The Act highlights that further regulations will be released, to provide more detailed requirements. You can read our newsletter on the NDPA by clicking this link.
Definition of a Data Controller/Processor of Major Importance
On the 14th of February 2024, the NDPC issued a Guidance Notice (“the Notice”) on the registration of data controllers and data processors of major importance pursuant to Sections 5d, 6(c), 44, 45 and 65 of the NPDA. The Guidance Notice highlights that, while the personal data of data subjects is being processed by various organizations or persons within and outside Nigeria, it is pivotal for the privacy and security of data subjects to ensure that their personal data be processed only by genuine processors for valid reasons recognized by law.
To this effect, it has highlighted that a data controller or data processor shall be deemed to be of major importance if it keeps or has access to a filing system for the processing of personal data where it:
- Processes the personal data of more than 200 data subjects in six months;
- Carries out commercial technology services on any digital device that has storage capacity and belongs to another individual.
- Processes personal data as an organization or a service provider in the listed major sectors of the economy.

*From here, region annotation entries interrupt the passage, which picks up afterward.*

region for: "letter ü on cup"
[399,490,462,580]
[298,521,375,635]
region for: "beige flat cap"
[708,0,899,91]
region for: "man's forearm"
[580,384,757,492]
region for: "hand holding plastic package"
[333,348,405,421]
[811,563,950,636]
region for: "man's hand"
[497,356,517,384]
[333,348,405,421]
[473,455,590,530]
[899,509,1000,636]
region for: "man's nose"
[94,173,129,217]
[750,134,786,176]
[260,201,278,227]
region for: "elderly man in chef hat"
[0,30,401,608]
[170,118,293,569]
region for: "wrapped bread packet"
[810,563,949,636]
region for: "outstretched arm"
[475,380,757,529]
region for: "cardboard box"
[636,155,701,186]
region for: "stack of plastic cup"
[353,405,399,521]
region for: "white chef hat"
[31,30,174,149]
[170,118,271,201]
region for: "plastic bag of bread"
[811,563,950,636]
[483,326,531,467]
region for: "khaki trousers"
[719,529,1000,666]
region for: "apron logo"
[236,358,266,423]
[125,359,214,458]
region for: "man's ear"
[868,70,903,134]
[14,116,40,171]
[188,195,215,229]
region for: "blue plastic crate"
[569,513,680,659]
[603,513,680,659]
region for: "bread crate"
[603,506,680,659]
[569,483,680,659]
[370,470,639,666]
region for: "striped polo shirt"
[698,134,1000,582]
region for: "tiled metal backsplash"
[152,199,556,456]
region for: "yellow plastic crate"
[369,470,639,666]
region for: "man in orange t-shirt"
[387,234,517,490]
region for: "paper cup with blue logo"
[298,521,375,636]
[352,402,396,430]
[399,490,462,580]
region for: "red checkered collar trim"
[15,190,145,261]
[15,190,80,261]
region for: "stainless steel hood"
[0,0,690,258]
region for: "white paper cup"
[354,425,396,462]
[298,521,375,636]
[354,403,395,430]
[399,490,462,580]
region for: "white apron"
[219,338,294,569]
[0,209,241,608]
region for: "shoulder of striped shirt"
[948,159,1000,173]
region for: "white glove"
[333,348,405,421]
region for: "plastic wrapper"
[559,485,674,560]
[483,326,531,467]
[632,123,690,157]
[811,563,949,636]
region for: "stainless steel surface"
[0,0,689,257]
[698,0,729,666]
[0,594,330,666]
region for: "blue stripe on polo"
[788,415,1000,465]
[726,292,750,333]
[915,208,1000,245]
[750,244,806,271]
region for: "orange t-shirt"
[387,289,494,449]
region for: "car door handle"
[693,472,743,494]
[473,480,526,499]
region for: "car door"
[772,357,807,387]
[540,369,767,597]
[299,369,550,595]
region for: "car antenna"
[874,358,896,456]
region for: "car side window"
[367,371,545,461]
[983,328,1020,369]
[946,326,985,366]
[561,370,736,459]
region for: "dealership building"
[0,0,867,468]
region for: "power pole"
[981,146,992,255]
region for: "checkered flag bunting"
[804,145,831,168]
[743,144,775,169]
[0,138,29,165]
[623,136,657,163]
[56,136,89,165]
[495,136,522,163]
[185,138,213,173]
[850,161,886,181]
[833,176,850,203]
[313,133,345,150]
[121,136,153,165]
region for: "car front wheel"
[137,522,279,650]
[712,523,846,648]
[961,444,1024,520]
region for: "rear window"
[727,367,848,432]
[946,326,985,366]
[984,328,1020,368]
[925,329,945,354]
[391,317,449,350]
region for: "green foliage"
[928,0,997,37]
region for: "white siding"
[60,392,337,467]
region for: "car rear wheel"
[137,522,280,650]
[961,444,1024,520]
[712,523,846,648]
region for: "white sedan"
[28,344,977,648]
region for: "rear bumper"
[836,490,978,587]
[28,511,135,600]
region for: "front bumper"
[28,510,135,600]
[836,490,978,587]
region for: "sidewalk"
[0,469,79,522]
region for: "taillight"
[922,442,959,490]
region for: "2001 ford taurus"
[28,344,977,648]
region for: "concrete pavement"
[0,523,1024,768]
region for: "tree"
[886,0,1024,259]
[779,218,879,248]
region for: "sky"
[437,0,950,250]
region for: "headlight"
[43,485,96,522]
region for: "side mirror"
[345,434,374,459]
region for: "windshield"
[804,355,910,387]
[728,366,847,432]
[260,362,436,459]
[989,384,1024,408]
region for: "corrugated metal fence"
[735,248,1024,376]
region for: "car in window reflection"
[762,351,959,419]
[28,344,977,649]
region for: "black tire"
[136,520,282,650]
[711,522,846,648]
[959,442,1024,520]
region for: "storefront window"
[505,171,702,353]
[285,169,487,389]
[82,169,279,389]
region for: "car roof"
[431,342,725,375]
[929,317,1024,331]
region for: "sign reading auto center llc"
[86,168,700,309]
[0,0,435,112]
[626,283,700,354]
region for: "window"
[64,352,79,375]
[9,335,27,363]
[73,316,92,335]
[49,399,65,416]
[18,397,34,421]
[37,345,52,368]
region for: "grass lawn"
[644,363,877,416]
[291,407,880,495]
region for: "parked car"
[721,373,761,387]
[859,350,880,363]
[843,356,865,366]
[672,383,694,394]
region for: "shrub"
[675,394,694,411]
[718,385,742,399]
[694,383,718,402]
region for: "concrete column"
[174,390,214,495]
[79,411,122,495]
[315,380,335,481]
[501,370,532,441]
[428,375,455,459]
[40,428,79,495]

- Is in a fiduciary relationship with a data subject by reason of which it is expected to keep confidential information on its behalf, taking into consideration the significant harm that may be done to a data subject if such data controller or processor is not under the obligations imposed on data controllers or processors of major importance.
The NDPC has now defined the metrics for who can be classified as a data processor/controller of major importance and are mandated to be registered with the NDPC on or before 30th June 2024.
Please click here to download the publication.
1 A data controller is an individual, private entity, public Commission, agency, or any other body who, alone or jointly with others, determines the purposes and means of processing personal data while a data processor is an individual, private entity, public authority, or any other body, who processes personal data on behalf of or at the direction of a data controller or another data processor.